POLYRAG: Integrating Polyviews into Retrieval-Augmented Generation for Medical Applications
Journal:
arXiv
Published Date:
Apr 21, 2025
Abstract
Large language models (LLMs) have become a disruptive force in the industry,
introducing unprecedented capabilities in natural language processing, logical
reasoning and so on. However, the challenges of knowledge updates and
hallucination issues have limited the application of LLMs in medical scenarios,
where retrieval-augmented generation (RAG) can offer significant assistance.

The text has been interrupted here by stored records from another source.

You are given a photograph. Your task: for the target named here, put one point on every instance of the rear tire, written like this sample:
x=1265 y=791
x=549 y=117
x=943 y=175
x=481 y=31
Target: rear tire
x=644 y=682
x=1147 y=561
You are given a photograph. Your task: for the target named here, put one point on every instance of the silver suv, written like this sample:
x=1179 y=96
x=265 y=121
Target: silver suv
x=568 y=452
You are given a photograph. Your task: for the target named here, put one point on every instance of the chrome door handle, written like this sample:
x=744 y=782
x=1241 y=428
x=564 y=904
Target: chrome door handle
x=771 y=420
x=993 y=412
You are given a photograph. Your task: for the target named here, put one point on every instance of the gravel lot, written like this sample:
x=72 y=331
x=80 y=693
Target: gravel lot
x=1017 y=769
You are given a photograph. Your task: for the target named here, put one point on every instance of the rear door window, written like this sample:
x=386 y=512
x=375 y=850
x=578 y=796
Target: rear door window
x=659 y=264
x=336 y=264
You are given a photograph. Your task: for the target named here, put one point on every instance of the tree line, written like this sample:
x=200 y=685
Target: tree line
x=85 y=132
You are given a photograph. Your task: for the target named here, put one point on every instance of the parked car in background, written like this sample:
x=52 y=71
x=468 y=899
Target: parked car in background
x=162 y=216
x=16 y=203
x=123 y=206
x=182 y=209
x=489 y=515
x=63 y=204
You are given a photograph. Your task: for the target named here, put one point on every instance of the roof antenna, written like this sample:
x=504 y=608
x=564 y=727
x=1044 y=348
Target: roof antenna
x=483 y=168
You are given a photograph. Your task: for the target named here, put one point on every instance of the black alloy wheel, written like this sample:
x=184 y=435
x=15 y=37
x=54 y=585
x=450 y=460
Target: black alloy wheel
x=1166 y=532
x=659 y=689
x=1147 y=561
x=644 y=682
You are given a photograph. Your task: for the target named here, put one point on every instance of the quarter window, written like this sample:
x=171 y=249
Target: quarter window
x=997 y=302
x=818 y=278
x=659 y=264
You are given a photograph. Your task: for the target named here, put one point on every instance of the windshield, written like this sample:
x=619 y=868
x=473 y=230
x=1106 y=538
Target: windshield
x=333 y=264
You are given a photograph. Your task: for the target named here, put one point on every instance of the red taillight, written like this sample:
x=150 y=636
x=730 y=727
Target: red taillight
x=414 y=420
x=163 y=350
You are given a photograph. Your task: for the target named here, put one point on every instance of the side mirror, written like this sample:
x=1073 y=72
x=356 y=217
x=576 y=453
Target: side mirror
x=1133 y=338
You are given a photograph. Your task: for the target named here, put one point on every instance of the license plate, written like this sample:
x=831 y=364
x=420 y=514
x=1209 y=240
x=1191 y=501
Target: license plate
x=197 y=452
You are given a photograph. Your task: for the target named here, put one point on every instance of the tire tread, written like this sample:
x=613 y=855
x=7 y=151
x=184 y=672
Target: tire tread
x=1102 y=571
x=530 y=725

Nevertheless, existing retrieve-then-read approaches generally digest the
retrieved documents, without considering the timeliness, authoritativeness and
commonality of retrieval. We argue that these approaches can be suboptimal,
especially in real-world applications where information from different sources
might conflict with each other and even information from the same source in
different time scale might be different, and totally relying on this would
deteriorate the performance of RAG approaches. We propose PolyRAG that
carefully incorporate judges from different perspectives and finally integrate
the polyviews for retrieval augmented generation in medical applications. Due
to the scarcity of real-world benchmarks for evaluation, to bridge the gap we
propose PolyEVAL, a benchmark consists of queries and documents collected from
real-world medical scenarios (including medical policy, hospital & doctor
inquiry and healthcare) with multiple tagging (e.g., timeliness,
authoritativeness) on them. Extensive experiments and analysis on PolyEVAL have
demonstrated the superiority of PolyRAG.